Ein paar Gedanken zur Atomdebatte

Veröffentlicht am 14. März 2011 2 Kommentare

1978, 1986 und nun 2011 – was theoretisch als Restrisiko bezeichnet wird, ist innerhalb meines Lebens nun zum dritten Mal eingetreten. Diese Vorfälle zeigen, dass die Gefahr eines Super-GAU in Folge einer Kernschmelze keineswegs eine theoretische und rein mathematische Rechengröße ist, sondern eine ganz konkrete und im Alltagsbetrieb von Atomkraftwerken real mögliche Gefahr. Fukushima zeigt, dass die von CDU/CSU und FDP erst vor wenigen Monaten vorgenommenen Laufzeitverlängerungen unverantwortlich sind.

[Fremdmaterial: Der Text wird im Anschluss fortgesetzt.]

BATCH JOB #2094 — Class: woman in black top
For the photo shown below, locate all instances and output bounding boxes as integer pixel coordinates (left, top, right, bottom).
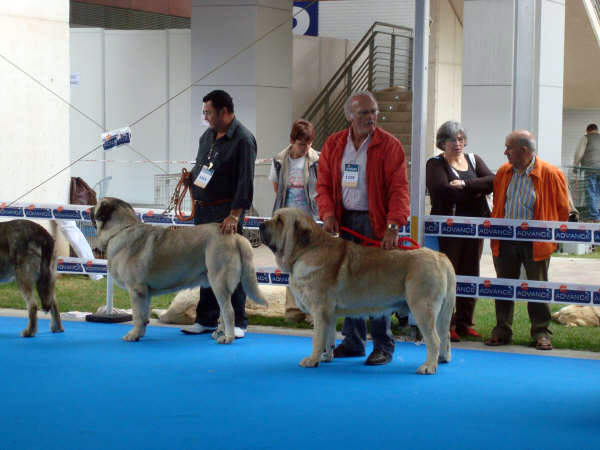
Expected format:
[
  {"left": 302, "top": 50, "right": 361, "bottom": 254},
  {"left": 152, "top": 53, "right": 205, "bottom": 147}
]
[{"left": 426, "top": 121, "right": 494, "bottom": 342}]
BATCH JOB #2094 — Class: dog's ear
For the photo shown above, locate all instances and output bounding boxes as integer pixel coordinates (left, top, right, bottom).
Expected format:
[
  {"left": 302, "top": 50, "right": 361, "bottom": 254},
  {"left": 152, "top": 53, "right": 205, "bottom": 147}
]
[
  {"left": 94, "top": 202, "right": 115, "bottom": 225},
  {"left": 294, "top": 220, "right": 311, "bottom": 247}
]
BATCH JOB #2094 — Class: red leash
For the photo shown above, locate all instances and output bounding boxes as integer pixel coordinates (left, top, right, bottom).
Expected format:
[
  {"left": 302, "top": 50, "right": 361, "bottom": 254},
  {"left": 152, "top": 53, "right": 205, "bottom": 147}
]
[{"left": 340, "top": 227, "right": 420, "bottom": 250}]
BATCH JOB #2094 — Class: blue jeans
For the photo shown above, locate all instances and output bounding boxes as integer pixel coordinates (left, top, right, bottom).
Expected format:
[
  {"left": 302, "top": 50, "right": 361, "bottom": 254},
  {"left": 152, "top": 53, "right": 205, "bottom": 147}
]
[
  {"left": 340, "top": 210, "right": 394, "bottom": 355},
  {"left": 585, "top": 169, "right": 600, "bottom": 220}
]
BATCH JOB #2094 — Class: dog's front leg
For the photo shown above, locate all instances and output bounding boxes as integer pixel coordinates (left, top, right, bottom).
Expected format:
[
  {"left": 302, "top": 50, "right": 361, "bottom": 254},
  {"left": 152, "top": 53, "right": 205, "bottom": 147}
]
[
  {"left": 123, "top": 286, "right": 150, "bottom": 341},
  {"left": 300, "top": 301, "right": 335, "bottom": 367},
  {"left": 17, "top": 273, "right": 37, "bottom": 337}
]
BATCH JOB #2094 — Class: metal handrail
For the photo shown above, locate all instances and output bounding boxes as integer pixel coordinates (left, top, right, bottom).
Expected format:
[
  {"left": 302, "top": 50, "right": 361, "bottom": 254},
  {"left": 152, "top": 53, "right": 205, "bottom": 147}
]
[{"left": 302, "top": 22, "right": 413, "bottom": 148}]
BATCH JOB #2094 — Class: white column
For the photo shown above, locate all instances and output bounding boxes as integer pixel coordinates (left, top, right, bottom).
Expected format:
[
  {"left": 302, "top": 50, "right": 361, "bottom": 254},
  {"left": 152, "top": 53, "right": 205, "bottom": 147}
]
[
  {"left": 0, "top": 0, "right": 70, "bottom": 255},
  {"left": 462, "top": 0, "right": 565, "bottom": 170},
  {"left": 190, "top": 0, "right": 292, "bottom": 215}
]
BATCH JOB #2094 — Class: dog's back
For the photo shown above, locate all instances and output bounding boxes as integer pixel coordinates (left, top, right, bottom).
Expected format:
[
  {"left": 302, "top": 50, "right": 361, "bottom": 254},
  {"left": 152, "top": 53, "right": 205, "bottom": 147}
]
[{"left": 0, "top": 219, "right": 56, "bottom": 311}]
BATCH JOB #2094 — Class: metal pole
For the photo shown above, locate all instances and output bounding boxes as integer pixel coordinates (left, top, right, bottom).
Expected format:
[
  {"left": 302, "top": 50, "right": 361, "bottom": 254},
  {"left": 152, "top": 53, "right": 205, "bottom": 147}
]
[{"left": 410, "top": 0, "right": 429, "bottom": 246}]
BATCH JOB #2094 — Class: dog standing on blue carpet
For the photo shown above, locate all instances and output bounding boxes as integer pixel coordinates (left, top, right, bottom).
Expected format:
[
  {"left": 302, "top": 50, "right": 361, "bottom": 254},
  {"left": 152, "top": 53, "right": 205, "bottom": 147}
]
[
  {"left": 0, "top": 219, "right": 64, "bottom": 337},
  {"left": 90, "top": 197, "right": 267, "bottom": 344},
  {"left": 260, "top": 208, "right": 456, "bottom": 374}
]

Natürlich ist die Situation in Japan eine bislang einzigartige Situation. Hier hat ein gewaltiges Erdbeben und ein damit verbundener Tsunami zu einem Stromausfall geführt, der diese Reaktorkatastrophe eingeleitet hat. Dies übertrifft die meisten der denkbaren Gefahrenszenarien. Aber nicht nur Großschadenereignisse können die Stromversorgung eines AKW gefährden, wie die Pannenserien beim AKW Krümmel zeigen. Fällt in einem AKW die Stromversorgung aus, fällt die Kühlung aus und die Prozesse sind am Ende nicht mehr beherrschbar.

Die schreckliche Katastrophe in Japan hat das Ende der Kernkraft eingeläutet. Der Atomausstieg wird früher oder später überall kommen. Es ist falsch, wenn Norbert Röttgen sagt, jetzt sei nicht die Zeit für eine Grundsatzdebatte. Globales Mitfühlen und um die Opfer in Japan trauern und lokales Handeln und den Atomausstieg einfordern ist nicht zynisch, sondern nur eine logische Konsequenz.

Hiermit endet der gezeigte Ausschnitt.